By guest author Cathy Reisenwitz
March 27, 2019

This month the San Francisco Board of Supervisors voted unanimously to force SF commercial building owners to register their vacant storefronts with the city’s Department of Building Inspection and pay a $711 annual registration fee.

This tax is unlikely to solve the problem it’s intended to solve. It also further complicates the tax code, which creates opportunities for manipulation by incumbents for rent-seeking. And it’s a boon to property inspection companies, who owners now have to pay yearly to inspect their properties for city code compliance. And it tasks the already backlogged Department of Building Inspection with determining whether the storefronts are vacant due to speculation or legitimate reasons like mandatory seismic retrofitting.

If we actually want to reduce commercial vacancies, we should look at more cooperative, effective solutions.

Legislation author Supervisor Sandra Lee Fewer wants to punish property owners who let their properties sit vacant while they wait for rents to go up and encourage them to rent them out instead.

“When you have commercial property owners holding multiple storefronts vacant for long periods of time, that hurts all the other small businesses in the area who rely on a vibrant commercial corridor to attract customers,” Fewer said.

But vacancy taxes haven’t worked in other cities. Paris failed to decrease their residential vacancy rate with taxation. Washington, D.C.’s vacancy tax took nearly $10 million from poorly connected landowners in 2016 but didn’t do much to reduce rents or lower the vacancy rate.

Burdening commercial building owners with more taxes and inspection requirements creates loophole opportunities for rent-seeking incumbents. As with most taxes, savvier owners don’t pay.

Many owners file for exemptions or ask for building permits for improvements they will never make. Chris Sandvig, director of policy at the Pittsburgh Community Reinvestment Group told Pew that many owners who are unsure their property values will increase would simply not pay their tax, burdening the city with enforcement.

Vacancy taxes don’t work not least because if making zero income from a valuable asset is the most profitable move for property owners then $711 isn’t going to change that calculus much.

Instead of increasing taxes and inspection requirement, governments should be eliminating the barriers they’ve erected to renting out properties.
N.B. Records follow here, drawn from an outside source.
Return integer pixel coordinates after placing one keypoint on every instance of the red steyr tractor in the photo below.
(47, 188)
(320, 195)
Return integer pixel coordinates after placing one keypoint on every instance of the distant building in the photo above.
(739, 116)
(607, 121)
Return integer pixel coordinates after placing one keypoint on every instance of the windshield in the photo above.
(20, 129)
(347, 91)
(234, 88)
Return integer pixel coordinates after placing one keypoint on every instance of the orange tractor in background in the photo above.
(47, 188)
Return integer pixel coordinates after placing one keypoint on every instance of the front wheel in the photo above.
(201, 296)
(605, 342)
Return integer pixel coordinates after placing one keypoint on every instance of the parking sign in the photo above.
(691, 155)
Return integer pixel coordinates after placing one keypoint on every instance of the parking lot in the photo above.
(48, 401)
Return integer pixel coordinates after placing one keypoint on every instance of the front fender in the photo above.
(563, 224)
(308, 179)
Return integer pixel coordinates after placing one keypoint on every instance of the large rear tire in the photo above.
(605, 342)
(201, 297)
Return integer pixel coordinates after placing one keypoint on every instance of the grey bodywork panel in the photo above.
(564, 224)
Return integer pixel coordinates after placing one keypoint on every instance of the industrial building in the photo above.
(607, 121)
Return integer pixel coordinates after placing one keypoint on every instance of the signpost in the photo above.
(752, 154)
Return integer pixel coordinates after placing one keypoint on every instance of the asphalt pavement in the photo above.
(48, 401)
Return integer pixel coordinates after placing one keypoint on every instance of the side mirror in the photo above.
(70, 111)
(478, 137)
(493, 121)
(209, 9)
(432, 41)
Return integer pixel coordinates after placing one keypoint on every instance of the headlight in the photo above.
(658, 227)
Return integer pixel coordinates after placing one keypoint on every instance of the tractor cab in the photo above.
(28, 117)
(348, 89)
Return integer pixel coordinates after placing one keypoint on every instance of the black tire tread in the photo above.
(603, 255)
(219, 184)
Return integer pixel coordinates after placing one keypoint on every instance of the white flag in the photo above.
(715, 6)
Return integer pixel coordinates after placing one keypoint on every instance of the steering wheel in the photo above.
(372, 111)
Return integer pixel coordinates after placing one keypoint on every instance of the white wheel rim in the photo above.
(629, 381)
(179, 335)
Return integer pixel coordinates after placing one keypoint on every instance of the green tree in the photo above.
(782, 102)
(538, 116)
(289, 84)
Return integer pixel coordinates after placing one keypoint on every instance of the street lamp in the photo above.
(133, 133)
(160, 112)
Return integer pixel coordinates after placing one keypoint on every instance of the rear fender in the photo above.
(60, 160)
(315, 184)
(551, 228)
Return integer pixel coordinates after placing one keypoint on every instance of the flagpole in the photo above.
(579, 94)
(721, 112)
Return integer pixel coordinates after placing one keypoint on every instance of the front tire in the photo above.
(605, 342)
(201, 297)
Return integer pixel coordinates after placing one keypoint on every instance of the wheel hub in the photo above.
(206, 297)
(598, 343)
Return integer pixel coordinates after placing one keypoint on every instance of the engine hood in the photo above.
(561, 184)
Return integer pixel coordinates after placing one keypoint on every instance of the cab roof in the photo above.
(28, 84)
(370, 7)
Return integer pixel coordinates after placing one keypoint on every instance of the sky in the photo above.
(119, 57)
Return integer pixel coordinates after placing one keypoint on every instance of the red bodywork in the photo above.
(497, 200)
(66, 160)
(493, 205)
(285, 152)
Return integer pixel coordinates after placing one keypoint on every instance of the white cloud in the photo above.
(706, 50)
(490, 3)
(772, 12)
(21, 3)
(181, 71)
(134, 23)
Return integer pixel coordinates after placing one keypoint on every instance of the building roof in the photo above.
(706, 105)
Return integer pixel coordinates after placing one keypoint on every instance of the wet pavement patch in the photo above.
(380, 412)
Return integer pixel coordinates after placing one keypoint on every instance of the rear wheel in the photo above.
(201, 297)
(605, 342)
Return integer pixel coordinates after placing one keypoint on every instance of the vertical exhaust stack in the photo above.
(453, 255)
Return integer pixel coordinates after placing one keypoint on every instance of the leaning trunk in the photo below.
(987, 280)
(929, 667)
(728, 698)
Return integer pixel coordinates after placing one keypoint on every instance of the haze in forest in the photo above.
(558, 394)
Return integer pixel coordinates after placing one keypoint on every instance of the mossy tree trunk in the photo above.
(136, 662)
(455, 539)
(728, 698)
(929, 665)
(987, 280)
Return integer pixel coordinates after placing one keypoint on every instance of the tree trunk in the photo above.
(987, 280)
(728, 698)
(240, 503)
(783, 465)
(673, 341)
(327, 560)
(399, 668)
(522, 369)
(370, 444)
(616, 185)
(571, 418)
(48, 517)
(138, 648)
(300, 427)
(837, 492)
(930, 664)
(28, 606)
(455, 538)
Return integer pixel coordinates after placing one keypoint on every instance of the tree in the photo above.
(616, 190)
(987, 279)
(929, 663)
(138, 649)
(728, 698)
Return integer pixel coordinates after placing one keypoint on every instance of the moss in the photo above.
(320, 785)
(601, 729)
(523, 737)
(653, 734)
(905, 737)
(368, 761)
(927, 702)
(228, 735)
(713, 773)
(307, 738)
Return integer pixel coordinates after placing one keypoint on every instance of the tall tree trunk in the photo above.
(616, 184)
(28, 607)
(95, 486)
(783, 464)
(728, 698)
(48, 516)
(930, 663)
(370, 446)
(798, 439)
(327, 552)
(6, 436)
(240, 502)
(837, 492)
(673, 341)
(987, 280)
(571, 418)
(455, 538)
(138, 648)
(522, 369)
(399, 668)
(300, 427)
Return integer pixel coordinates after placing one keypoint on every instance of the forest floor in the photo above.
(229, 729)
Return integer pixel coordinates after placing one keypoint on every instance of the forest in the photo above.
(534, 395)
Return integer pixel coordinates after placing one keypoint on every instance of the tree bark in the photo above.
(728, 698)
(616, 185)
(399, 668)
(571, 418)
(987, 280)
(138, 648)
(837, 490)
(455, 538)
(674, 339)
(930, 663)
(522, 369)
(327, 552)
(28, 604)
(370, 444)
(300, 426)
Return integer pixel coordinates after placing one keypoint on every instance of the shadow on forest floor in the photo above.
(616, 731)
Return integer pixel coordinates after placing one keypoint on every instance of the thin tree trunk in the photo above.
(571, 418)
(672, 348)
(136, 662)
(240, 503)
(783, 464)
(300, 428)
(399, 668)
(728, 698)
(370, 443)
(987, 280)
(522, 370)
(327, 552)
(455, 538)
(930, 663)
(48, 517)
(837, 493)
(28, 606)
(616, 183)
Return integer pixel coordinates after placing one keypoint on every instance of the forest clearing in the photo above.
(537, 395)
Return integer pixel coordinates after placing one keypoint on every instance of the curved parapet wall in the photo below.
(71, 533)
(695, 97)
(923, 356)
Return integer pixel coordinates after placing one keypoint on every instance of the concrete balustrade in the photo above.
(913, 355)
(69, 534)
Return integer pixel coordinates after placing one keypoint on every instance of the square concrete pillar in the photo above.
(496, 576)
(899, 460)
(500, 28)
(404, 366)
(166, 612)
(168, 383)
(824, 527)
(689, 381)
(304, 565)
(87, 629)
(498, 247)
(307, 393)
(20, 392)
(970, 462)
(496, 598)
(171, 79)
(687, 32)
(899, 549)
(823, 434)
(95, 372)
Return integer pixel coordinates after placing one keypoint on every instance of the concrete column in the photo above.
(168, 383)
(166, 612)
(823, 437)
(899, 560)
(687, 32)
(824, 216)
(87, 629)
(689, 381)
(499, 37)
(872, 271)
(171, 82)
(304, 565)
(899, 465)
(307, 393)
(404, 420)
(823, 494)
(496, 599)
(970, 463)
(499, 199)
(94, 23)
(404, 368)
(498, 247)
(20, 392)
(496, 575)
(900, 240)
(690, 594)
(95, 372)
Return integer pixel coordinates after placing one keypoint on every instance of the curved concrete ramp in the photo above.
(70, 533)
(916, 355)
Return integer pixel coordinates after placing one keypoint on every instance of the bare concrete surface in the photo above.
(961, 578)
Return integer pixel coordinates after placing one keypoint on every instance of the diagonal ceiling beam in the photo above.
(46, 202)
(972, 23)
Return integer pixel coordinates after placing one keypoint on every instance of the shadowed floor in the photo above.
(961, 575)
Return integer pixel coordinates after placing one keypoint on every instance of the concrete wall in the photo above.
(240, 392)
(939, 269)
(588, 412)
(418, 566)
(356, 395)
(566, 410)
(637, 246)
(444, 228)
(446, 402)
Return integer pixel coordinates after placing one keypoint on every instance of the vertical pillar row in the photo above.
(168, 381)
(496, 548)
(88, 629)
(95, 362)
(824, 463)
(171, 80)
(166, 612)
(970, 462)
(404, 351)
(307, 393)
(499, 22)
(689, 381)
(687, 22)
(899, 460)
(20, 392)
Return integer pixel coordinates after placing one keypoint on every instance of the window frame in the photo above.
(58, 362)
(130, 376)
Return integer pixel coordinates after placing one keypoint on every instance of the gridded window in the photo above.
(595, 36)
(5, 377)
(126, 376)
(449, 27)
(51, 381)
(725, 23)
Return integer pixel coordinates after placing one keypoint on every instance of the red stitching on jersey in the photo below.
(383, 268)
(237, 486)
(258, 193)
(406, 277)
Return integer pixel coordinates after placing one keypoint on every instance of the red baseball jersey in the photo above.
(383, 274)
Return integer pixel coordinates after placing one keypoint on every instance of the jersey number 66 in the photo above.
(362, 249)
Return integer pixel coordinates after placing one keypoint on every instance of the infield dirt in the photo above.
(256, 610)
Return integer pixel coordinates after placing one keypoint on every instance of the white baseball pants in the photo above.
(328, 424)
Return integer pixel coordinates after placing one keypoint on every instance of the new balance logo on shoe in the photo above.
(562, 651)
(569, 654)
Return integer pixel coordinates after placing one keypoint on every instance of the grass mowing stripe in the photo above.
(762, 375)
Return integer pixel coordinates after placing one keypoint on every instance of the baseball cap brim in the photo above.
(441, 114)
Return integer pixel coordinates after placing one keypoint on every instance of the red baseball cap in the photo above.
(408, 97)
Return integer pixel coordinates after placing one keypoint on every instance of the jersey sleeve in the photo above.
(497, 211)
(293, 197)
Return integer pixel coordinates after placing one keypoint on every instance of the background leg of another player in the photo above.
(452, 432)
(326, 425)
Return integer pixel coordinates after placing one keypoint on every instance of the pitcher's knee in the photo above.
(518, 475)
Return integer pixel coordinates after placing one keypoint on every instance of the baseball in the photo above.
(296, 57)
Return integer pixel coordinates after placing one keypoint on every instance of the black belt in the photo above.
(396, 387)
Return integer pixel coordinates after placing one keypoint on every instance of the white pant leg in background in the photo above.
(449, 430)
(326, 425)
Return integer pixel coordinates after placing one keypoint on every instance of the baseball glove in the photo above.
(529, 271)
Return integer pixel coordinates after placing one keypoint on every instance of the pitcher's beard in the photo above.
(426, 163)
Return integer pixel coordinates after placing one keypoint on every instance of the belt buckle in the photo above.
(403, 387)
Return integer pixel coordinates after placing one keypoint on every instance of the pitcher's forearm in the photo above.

That’s what Christian Britschgi suggests in Reason. In a growing city, property owners rent their buildings before developers build competing units. Only in a city where property owners can count on no new buildings does it make sense to leave them empty. “A more direct response to that would be to simply allow for more development, not to impose another blunt tax on property owners,” Britschgi writes.

Get government out of the way of building new commercial properties, and owners will rush to get their buildings rented out.

Another idea: reform the zoning code. The Golden Gate Restaurant Association backed the tax because they want to see more buildings available to restaurants. “Much of the economic development in the last 10 years has been related to restaurants and other related food businesses,” Gwyneth Borden, executive director of the Golden Gate Restaurant Association wrote. “By having accurate data and hopefully opening up more vacant storefronts, restaurants can continue to be anchors in our neighborhoods.”

But the tax can’t get restaurants into buildings that aren’t zoned for them. A 2018 survey of vacant commercial properties found that nearly 80 percent of SF’s vacant shops are zoned for non-restaurant use. Re-zoning vacant properties for a wider array of uses would make them more profitable to rent while diversifying the types of businesses available to neighborhood residents.

Speaking of neighbors, Corey Smith, deputy director of the Housing Action Coalition offered another, more voluntary solution to retail vacancies: more housing. If we “add housing at all levels of affordability along our commercial corridors,” Smith said, those businesses will have a bigger pool of customers to draw in.

Commercial vacancy is a problem for SF neighborhoods. But the solution isn’t more government. It’s less. Building more units, more housing, and re-zoning buildings for a wider variety of uses are more likely to be effective than this tax and come with far fewer unintended consequences and opportunity for rent-seeking.